予告編より(新鮮な外の空気を子どもに吸わせるソハ)

高校生の時に観たアンジェイ・ワイダ監督の映画「地下水道」は強烈な印象を残し、たった1回しか観ていないのに様々な場面が目に浮かび、特にラスト近くの絶望するシーンは重く胸に残った。しかしワイダ監督が名を馳せたのは有名な「灰とダイアモンド」のほうだったので、後からそっちも観たがボクには「地下水道」のほうが印象に深い。

それ以来、地下水道という言葉には弱いのだ。もっともこの言葉が意味するのは単なる都会の下水管のことではなくて、ドイツ侵攻後のポーランドにおいて迷宮のように地下に張り巡らされた下水管を使って抵抗運動を続けるレジスタンスや、今作のようなドイツ軍のユダヤ人狩りから難を逃れようとするユダヤ人たちを描く舞台のことだ。

作品はまたしてもというか、史実をベースにしていて、全く最近の面白い映画はそのほとんどが実際にあった話しということになる。実際のところ、虎と漂流したというファンタジックなハナシよりは何倍も印象に残る内容だ。あらすじを簡単に言ってしまうと、シンドラーとか杉原千畝とかにあたる役回りをポーランド人のソハが受け持ち、苦労しながらも14ヶ月もの間、ユダヤ人たちを地下水道にかくまい続け、ドイツ軍撤退後に無事に地上に生還させたという話しだ。公式サイトはこちら

惜しむらくは、会話の内容がイディシュ語、ポーランド語、ドイツ語、ロシア語と入り乱れる場面があるのだけど、しかも全員が全部を理解できるわけではないので、「ポーランド語で話せ」とか「なぜイディッシュ語を使わない?」とかのやりとりがあったりするのだ。

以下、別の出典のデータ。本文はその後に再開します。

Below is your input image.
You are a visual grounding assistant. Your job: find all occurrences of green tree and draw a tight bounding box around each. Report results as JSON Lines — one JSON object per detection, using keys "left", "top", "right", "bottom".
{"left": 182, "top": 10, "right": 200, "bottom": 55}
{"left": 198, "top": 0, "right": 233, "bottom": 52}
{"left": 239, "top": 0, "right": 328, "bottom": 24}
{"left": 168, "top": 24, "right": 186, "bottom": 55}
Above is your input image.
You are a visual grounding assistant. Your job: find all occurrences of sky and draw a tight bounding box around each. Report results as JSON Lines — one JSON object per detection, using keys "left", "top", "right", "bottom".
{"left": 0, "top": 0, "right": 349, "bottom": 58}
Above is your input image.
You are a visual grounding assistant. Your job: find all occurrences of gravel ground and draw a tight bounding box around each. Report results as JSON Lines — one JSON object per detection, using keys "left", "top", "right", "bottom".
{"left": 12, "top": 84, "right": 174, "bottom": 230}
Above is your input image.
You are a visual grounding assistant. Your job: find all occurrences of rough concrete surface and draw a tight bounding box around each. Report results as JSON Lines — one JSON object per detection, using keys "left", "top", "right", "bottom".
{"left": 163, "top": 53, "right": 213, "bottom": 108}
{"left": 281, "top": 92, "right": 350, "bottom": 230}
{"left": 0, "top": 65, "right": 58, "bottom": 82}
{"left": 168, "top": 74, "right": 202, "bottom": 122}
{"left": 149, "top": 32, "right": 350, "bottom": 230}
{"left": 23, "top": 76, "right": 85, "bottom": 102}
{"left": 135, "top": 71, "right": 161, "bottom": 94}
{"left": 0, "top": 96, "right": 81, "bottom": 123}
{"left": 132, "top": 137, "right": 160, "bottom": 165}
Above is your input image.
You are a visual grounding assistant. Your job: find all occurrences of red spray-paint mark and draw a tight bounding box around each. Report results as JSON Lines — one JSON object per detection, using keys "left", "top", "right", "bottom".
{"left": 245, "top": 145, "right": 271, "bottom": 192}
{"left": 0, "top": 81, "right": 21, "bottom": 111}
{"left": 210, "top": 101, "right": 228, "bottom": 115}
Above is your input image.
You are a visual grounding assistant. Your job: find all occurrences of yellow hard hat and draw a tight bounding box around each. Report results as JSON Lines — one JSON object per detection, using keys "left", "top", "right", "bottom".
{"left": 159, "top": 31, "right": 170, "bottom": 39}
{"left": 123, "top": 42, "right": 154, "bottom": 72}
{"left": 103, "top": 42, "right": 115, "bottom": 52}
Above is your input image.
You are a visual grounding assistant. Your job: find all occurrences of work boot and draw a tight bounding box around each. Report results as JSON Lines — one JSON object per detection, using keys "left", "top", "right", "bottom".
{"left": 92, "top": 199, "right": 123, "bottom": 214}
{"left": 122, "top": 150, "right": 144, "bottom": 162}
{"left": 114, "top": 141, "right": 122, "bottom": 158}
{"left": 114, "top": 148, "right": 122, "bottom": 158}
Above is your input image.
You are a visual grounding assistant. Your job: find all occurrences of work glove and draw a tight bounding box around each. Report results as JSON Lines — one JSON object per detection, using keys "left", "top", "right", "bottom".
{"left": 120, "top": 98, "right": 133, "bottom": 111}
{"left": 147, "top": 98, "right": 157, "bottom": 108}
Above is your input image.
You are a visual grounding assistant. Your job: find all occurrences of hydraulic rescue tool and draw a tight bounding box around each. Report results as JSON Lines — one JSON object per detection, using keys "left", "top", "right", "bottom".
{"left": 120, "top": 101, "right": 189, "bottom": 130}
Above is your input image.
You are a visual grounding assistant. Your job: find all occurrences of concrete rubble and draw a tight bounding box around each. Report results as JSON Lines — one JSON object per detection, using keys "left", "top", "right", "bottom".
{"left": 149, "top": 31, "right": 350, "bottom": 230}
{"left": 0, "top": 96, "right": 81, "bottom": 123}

この辺りは、どの国の話であっても全て英語で通してしまうアメリカ映画よりはよっぽど迫真的なので、言ってる内容は字幕に頼るとしても、これはポーランド語だな、これはイディッシュ語かな、とか推察できたらもっと場面を堪能出来たんだろうな。

映画の途中、あ、これは絶対に「地下水道」へのオマージュだな、と思えるシーンがある。なのでアンジェイ・ワイダ監督の名作「地下水道」を観ていない人は、先にそちらを観てから本作を観ると余計に味わいが深まることだろう。